Segundo o vereador, muitos contratos de gestão estão sendo fiscalizados atualmente e podem ser encerrados em virtude do alto número de irregularidades. Aproveitando o gancho dos dados apresentados pelo subsecretário de saúde, Paulo Pinheiro questionou os números e apontou a demora na marcação de médicos e exames, a alta rotatividade de profissionais médicos, entre outros aspectos latentes na insatisfação da população com a saúde no Rio de Janeiro. Diante dos problemas citados, Paulo questionou: por que não a administração direta?

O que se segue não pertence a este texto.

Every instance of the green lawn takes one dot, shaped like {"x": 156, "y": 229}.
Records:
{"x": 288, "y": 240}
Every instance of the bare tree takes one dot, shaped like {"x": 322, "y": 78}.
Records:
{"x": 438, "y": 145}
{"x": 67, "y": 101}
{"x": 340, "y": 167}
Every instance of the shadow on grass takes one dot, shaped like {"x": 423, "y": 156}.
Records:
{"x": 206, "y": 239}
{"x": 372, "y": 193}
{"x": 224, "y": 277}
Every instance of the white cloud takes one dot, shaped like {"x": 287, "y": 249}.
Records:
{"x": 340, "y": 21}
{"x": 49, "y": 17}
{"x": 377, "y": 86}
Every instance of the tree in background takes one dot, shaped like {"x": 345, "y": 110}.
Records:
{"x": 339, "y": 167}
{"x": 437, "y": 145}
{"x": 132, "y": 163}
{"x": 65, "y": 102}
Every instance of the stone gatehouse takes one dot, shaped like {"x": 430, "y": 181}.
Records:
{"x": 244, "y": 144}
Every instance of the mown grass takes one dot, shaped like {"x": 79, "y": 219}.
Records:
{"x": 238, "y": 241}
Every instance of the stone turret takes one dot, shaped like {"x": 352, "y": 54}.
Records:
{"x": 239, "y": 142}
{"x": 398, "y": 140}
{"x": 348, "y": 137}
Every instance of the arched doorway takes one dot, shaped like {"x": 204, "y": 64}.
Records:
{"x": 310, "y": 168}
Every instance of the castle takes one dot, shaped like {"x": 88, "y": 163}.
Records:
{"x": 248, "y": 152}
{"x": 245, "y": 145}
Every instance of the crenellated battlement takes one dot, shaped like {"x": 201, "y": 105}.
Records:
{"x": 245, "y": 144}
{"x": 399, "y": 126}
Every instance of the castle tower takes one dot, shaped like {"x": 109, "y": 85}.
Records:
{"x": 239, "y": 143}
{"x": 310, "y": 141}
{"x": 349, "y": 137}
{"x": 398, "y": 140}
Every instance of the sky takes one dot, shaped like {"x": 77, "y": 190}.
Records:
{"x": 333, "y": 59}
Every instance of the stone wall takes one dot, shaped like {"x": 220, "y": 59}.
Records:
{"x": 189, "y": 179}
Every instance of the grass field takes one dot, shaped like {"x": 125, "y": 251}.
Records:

Por fim, o vereador apresentou a proposta orçamentária da Prefeitura para 2013 e apontou o aumento da receita das despesas decorrentes do modelo de gestão adotado atualmente na cidade. Encerrando sua apresentação, Paulo Pinheiro citou as análises do Tribunal de Contas do Município do Rio de Janeiro (TCM) sobre o desempenho das organizações sociais que atuam sem concurso e sem licitação e questionou, mais uma vez, a criação da Empresa Pública de Saúde do Rio de Janeiro, a RioSaúde. “Essa empresa passa a ter responsabilidade sobre a gestão de todas as unidades básicas de saúde do Rio de Janeiro. O que nos resta saber é exatamente como pretende atuar a RioSaúde”, destacou.
O debate retornou para a academia com o pesquisador Nilson do Rosário, do Departamento de Ciências Sociais da ENSP. Ele iniciou sua apresentação citando uma oficina, realizada no Rio de Janeiro, sobre o papel das OSS. Categórico, afirmou que a falta de coerência entre o que defende e o que implementa é, hoje, a maior crítica ao sistema de saúde brasileiro. O professor apontou ainda a dificuldade em avaliar os contratos fechados com base no formato de gestão das OSS e citou que São Paulo também passou por uma reforma e, atualmente, possui uma atenção básica favorável. “Necessitamos de mais clareza nas questões políticas. O Rio de Janeiro é uma cidade dividida que tenta ser global, o nosso desafio é incluí-lo nessa globalidade”, disse.
Fechando o debate, a pesquisadora Maria de Fátima Siliansky, do Instituto de Saúde Coletiva da UFRJ, fez suas considerações com base em duas grandes pesquisas de que participa. Ela pontuou as lógicas dos modelos de gestão baseada na administração direta de pessoas e recursos e na terceirização da gestão. Segundo ela, ao contrário do que vem sendo propagado, o modelo de terceirização de contratos não é recente e é adotado em outros países. A professora também descreveu problemas na avaliação no setor serviços, “quantidade de serviços pode não significar efetividade do sistema de saúde”.